The complications they encountered included rebuilding one of the main sets that they were planning to film in Hong Kong on a soundstage in L.A. But the months they’d spent “living the experience of Hong Kong” proved to be beneficial. The vibe from the East was imbued in the West. “Once we’re on the stage in L.A., sometimes I would leave the stage and forget — ‘Oh, I’m in L.A. I’m not in Hong Kong. OK.’”
Also, it was easier for the production “to come here to the United States than it was to necessarily go there because we did quarantines there and they had strict three-week quarantine that I did twice myself. But it was all red tape, yes — and there was a lot of it and we navigated it, so it worked out.”
The limited series about three women and their struggles certainly works out. It’s a brilliant, gripping drama with many sublime performances, including Kidman’s.
Melia smiles and says, “It was just incredible to have the resources and the support, and I think that the final product reflects a team who works closely together and has an aligned vision.
One of the characters in Expats loses her child. “It’s tough,” says Melia, who actually became a mother during production.
“And we have a 1-year-old now, and it was hard.

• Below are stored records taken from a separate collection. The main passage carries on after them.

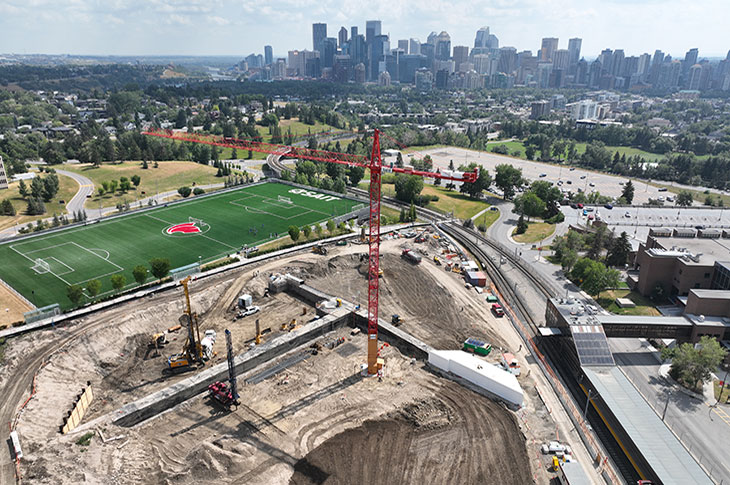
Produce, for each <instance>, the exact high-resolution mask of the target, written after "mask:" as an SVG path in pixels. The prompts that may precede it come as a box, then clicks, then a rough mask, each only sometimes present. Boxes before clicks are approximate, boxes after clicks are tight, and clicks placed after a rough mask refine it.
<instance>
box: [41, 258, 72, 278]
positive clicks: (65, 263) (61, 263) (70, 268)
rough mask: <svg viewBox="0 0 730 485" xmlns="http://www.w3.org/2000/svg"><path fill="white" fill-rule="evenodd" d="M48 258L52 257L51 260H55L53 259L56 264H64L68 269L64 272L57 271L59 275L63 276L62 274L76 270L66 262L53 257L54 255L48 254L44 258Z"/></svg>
mask: <svg viewBox="0 0 730 485" xmlns="http://www.w3.org/2000/svg"><path fill="white" fill-rule="evenodd" d="M48 259H53V260H55V261H56V262H57V263H58V264H61V265H63V266H65V267H66V268H68V271H66V272H65V273H58V275H59V276H63V275H66V274H69V273H73V272H74V271H76V270H75V269H73V268H72V267H71V266H69V265H67V264H66V263H64V262H63V261H60V260H59V259H57V258H55V257H53V256H49V257H47V258H46V260H48Z"/></svg>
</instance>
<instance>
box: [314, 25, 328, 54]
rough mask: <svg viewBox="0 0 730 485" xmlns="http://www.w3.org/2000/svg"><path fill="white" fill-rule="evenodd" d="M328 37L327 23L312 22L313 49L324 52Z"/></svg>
mask: <svg viewBox="0 0 730 485" xmlns="http://www.w3.org/2000/svg"><path fill="white" fill-rule="evenodd" d="M326 38H327V24H312V49H313V50H315V51H319V52H322V51H323V50H324V45H323V44H324V39H326Z"/></svg>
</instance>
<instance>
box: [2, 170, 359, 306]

It was heavy stuff to deal with and think about,” she says. “And so I think the show does a really good job of bringing some lightness and some levity in places that it’s much needed for what could be very heavy subject matter.”
Because of her pregnancy, Melia wasn’t able to indulge in the fun gin-and-tonic and Bubble tea parties Wang often hosted, but she did get to have “a good amount of being in Hong Kong, experiencing the culture, having fun and making sure that we had a good balance. Because I think that having a happy, healthy crew outside of working hours is really important so that they can bring good energy that reflects work/life balance to their work.”
I agree with Melia when she says that Expats “is going to resonate with so many people from different walks of life who’ve experienced life. It’s a life-y show.
“It’s a show where life gets life-y,” she tells me, her voice ringing with some of that “good energy.”